Construindo o passado
por Bruno CarmeloNos primeiros minutos deste documentário, não há nada além de uma tela preta. O som indica que o diretor Cristiano Burlan está fazendo uma ligação ao necrotério, perguntando como resgatar os restos mortais de seu irmão. Segue uma conversa profissional e fria com a atendente, tratando de exumação e procedimentos burocráticos sobre a remoção de ossos. Este início pouco sentimental dita o tom do filme inteiro.
As imagens logo aparecem, mas o som continua dominando a narrativa. Conhecemos, pela narração do cineasta, as circunstâncias imprecisas do assassinato de Rafael Burlan, aos 22 anos de idade. Aparentemente, teria sido por causa do roubo de um carro; aparentemente, o jovem estaria cobrando o seu pagamento por um roubo efetuado. É possível que ele estivesse envolvido na venda de drogas também. Na verdade, isto pouco importa ao cineasta: ao invés de muitos documentários que utilizam fatos para reconstruir a verdade, ou uma versão dela, Cristiano Burlan está mais interessado na pluralidade de versões e percepções sobre Rafael.
O filme adota uma abordagem íntima e pessoal. Nada de recortes de jornal, de conversas com policiais. Os entrevistados são os outros irmãos do diretor, a tia, um amigo próximo, o primo, a ex-esposa. O primeiro grande mérito destas conversas é o distanciamento: como os fatos ocorreram há muitos anos, os envolvidos conseguem falar a respeito com uma mistura saudável de razão e emoção. O segundo mérito é a naturalidade das entrevistas. Os ambientes não são posados, nem as luzes construídas: os familiares falam dentro das cozinhas e quintais de suas casas, enquanto colocam um bolo na mesa ou lavam a roupa. A proximidade do cineasta com estas pessoas faz com que todos se sintam à vontade, permitindo que vizinhos invadam os depoimentos e participem também.
A abordagem sincera difere Mataram Meu Irmão de tantos outros documentários autobiográficos sobre membros da família dos diretores. Ao invés de fazer uma homenagem, de prestar justiça ao falecido, Burlan expõe as fragilidades de sua família com uma honestidade brutal. Ele não interrompe os longos depoimentos, com as pessoas versando sobre o pai alcoólatra e irresponsável, sobre o outro irmão, pouco confiável e assim por diante. Não há piedade nem julgamentos, apenas uma tentativa difusa de compreender porque e como o irmão foi morto. É inevitável que os familiares se questionem sobre as razões, e que formulem hipóteses diferentes. Do carinho da tia à franqueza do amigo próximo, o espectador obtém uma versão voluntariamente abstrata e fragmentada do falecido Rafael.

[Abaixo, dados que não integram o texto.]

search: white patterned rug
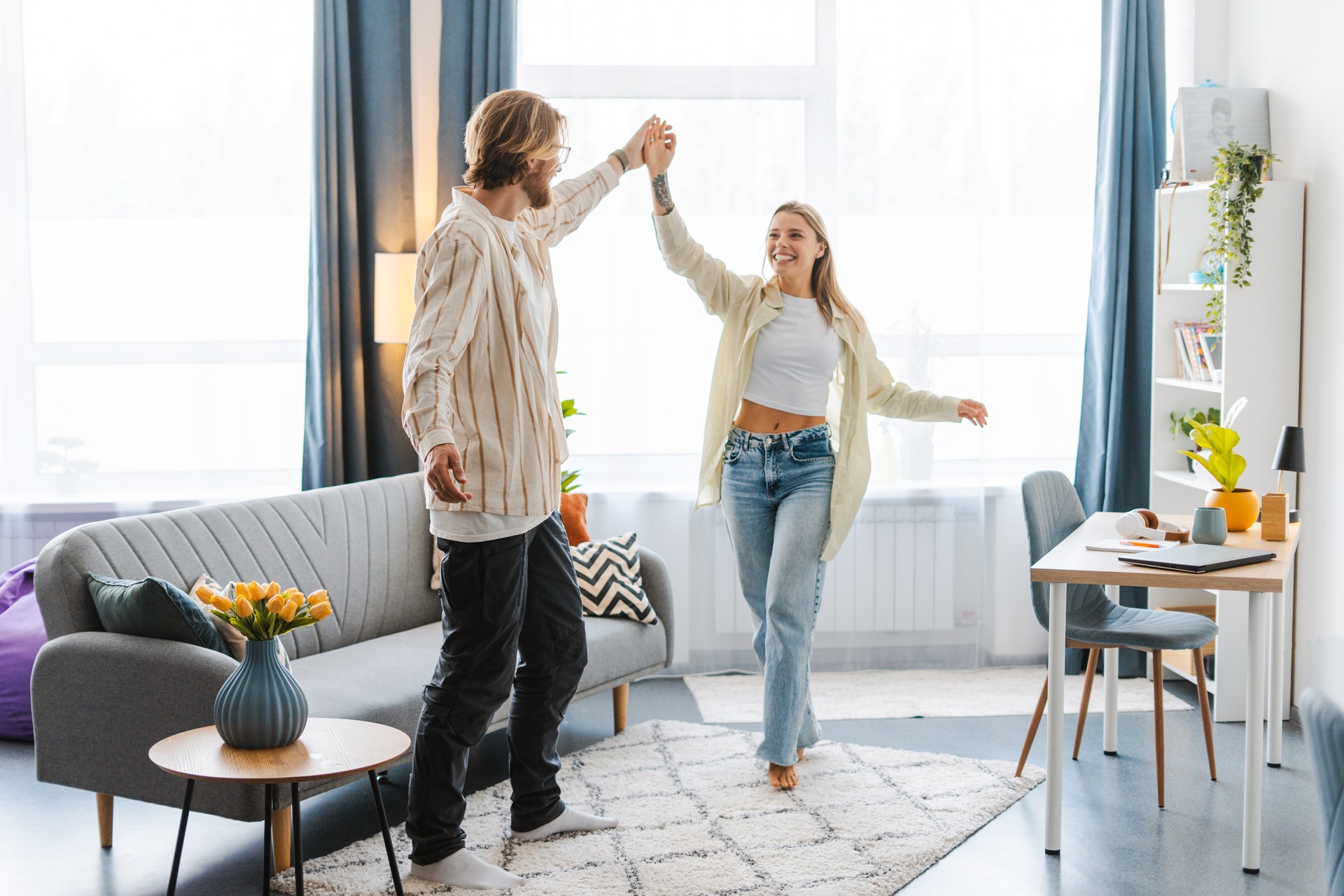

A construção do passado também ocorre por outras escolhas do diretor. Além de não mostrar imagens do irmão, deixando o espectador imaginá-lo através dos depoimentos, ele opta por pequenos interlúdios poéticos, pequenos respiros entre as conversas. Antes de um primo começar a falar, a imagem foca nas paredes de uma casa na favela. Quando o depoimento da irmã ameaça versar no sentimentalismo, a câmera gira e procura um varal com roupas estendidas. Entram no enquadramento pipas no céu, um pai e um filho caminhando na praia e outros elementos que o diretor encontra pelo caminho. Esta poesia orgânica, obtida in loco, e não na pós-produção, reforça o olhar aguçado e o senso ético impecável do diretor em relação à história de Rafael.
Mataram Meu Irmão constitui um retrato excelente, com uso simples e inteligente da linguagem cinematográfica. O filme não explica ou expõe, como muitos documentários. Ele prefere bagunçar as peças, lançar hipóteses, deixando o espectador construir sua versão deste homem ausente, que impregna todas as falas sem estar presente nas imagens. Poucos filmes colocam o público em uma posição tão ativa, exigindo tanto de sua capacidade de interpretação, associação e julgamento. Por fim, esta produção versa menos sobre os fatos do que sobre a memória dos mesmos e o peso que adquirem com o tempo. Cristiano Burlan consegue, assim, representar o valor do afeto.